Both exceptions are importable directly from the top-level package:

```python
from deepgram_captions import ConverterException, EmptyTranscriptException
```

---

## Development

Clone the repository and install the development dependencies:

```bash
git clone https://github.com/deepgram/deepgram-python-captions.git
cd deepgram-python-captions
pip install -e ".[dev]"
```

### Available Make targets

| Target          | Description                                              |
| --------------- | -------------------------------------------------------- |
| `make install`  | Install the package and dev dependencies in editable mode |
| `make test`     | Run the test suite with pytest                           |
| `make lint`     | Run ruff linter                                          |
| `make lint-fix` | Run ruff linter with auto-fix                            |
| `make format`   | Run ruff formatter                                       |
| `make format-check` | Check formatting without making changes              |
| `make typecheck`| Run mypy type checker                                    |
| `make check`    | Run format-check + lint + typecheck (no tests)           |
| `make dev`      | Run lint-fix + format + test (full development cycle)    |

### Running tests

```bash
make test
# or directly
pytest test/ -v
```

### Code style

This project uses [ruff](https://docs.astral.sh/ruff/) for both linting and
formatting, and [mypy](https://mypy.readthedocs.io/) for type checking. Line
length is set to 120 characters.

```bash
make check      # format-check + lint + typecheck
make dev        # lint-fix + format + test
```

---

## Contributing

We welcome contributions of all kinds — bug fixes, new converters, improved
documentation, and test coverage improvements.

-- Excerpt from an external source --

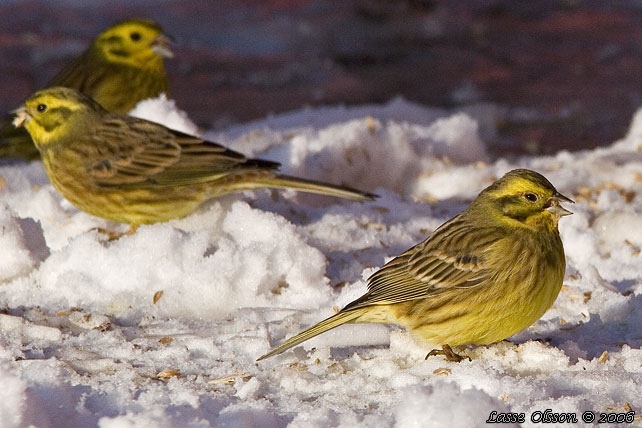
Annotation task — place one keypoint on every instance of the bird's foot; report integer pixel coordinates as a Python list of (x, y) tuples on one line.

Please read [CONTRIBUTING.md](CONTRIBUTING.md) before opening a pull request.

Key points:

- Open a GitHub Issue before starting work on a significant change.
- Ensure the test suite passes: `make test`.
- Ensure code quality checks pass: `make check`.
- Follow [Conventional Commits](https://www.conventionalcommits.org/) for
  commit messages.
- Be sure to review and agree to our [Code of Conduct](.github/CODE_OF_CONDUCT.md).

---

## Getting Help

We love to hear from you. If you have questions, comments, or find a bug, you can:

- [Open an issue](https://github.com/deepgram/deepgram-python-captions/issues/new) in this repository
- [Join the Deepgram GitHub Discussions Community](https://github.com/orgs/deepgram/discussions)
- [Join the Deepgram Discord Community](https://discord.gg/xWRaCDBtW4)

For questions about the Deepgram API itself, visit
[developers.deepgram.com](https://developers.deepgram.com/docs).

---

## License

This project is licensed under the MIT License. See [LICENSE](LICENSE) for details.